If you’re in the process of planning a wedding, you’ve probably read plenty of advice about how to do so. It’s all useful, from the big to the small, and it’s all to be paid attention to. However, very rarely in that advice will you find the words that your wedding is a good time to “take a chance”.
A wedding is a once-in-a-lifetime event, so why would you take a chance on it? Why would you book a risky venue, choose a dress you’re not certain of, or make plans when you’re not sure if your guests will be able to attend? You’ve got to do it right. Otherwise – as the undercurrent of the advice suggests – the entire day will be ruined.
Here’s the thing: no, it won’t. You’re not going to ruin your day because it’s not perfect. Strip it back, and a wedding is always a legal, sometimes a religious, always a vitally important, exchanging of vows. Just because the napkins don’t match the tablecloth isn’t going to matter to you, fifty years down the line when you look back on your wedding album with your grandkids.
The Worried Bride
When you’re gorging on advice, it’s meant to be a good thing – and it is. Don’t stop doing that; you’ve never planned a wedding before, so you need all the help that you can get. There’s no harm in it.

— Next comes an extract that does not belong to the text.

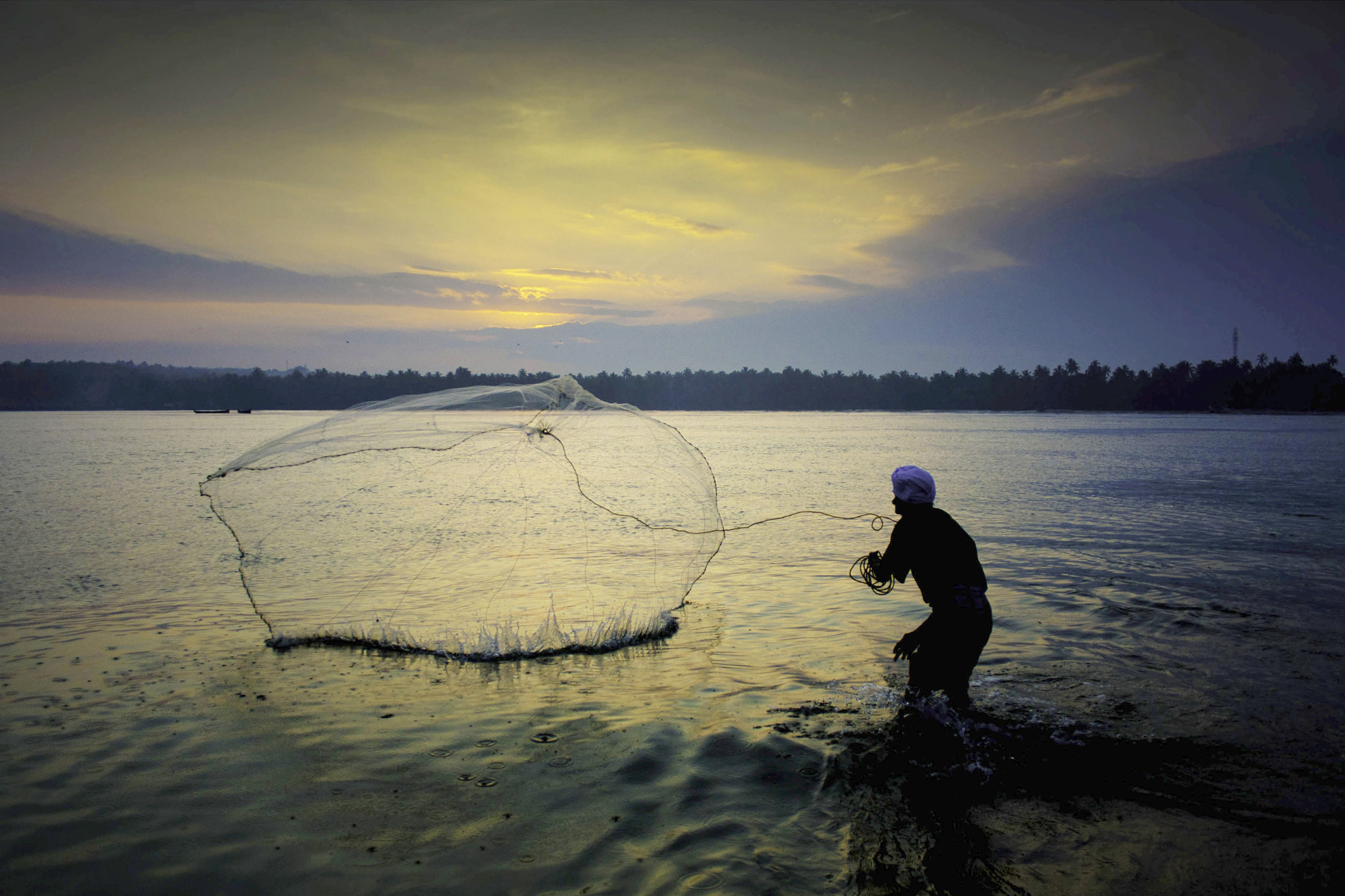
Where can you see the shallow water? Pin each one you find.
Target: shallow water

However, some of this advice isn’t coming from a dispassionate place. It’s coming from companies who stand to profit from the choices you make. You find yourself hearing that the invitations have to be perfect, that your dress has to be just right, and how you shouldn’t scrimp on the decorations… from people who will profit from your perfectionism. And if you can’t afford (or don’t want, due to saving for a house for example) to get things perfect, then soon, you’re going to worry.
Your Wedding Can Become A Broth
As in, too many cooks are spoiling it.
The more professionals you get involved in your wedding, the more stress and the potential for worry you open yourself up to. The modern phenomenon of a bridezilla is rarely caused by “princessy” behavior; it’s the end result of a mounting pile of stress and opinions.
While planning a wedding is consuming, it’s worth stepping back every so often. You don’t have to consult every single caterer going to make sure you have the right choice. You don’t have to try on a thousand dresses until you find ‘the one’. You have to protect yourself most of all.
You can step back by looking for a full service event venue to lighten some of the load, hand over some of the planning to your bridesmaids, or just take a weekend off. Do something you love – a hobby, a TV show binging session – that doesn’t involve the wedding.
Your wedding is important, but the commitment behind it is the thing that really matters. So step back where you can, keep a sense of perspective, and make peace with the little errors that crop up along the way!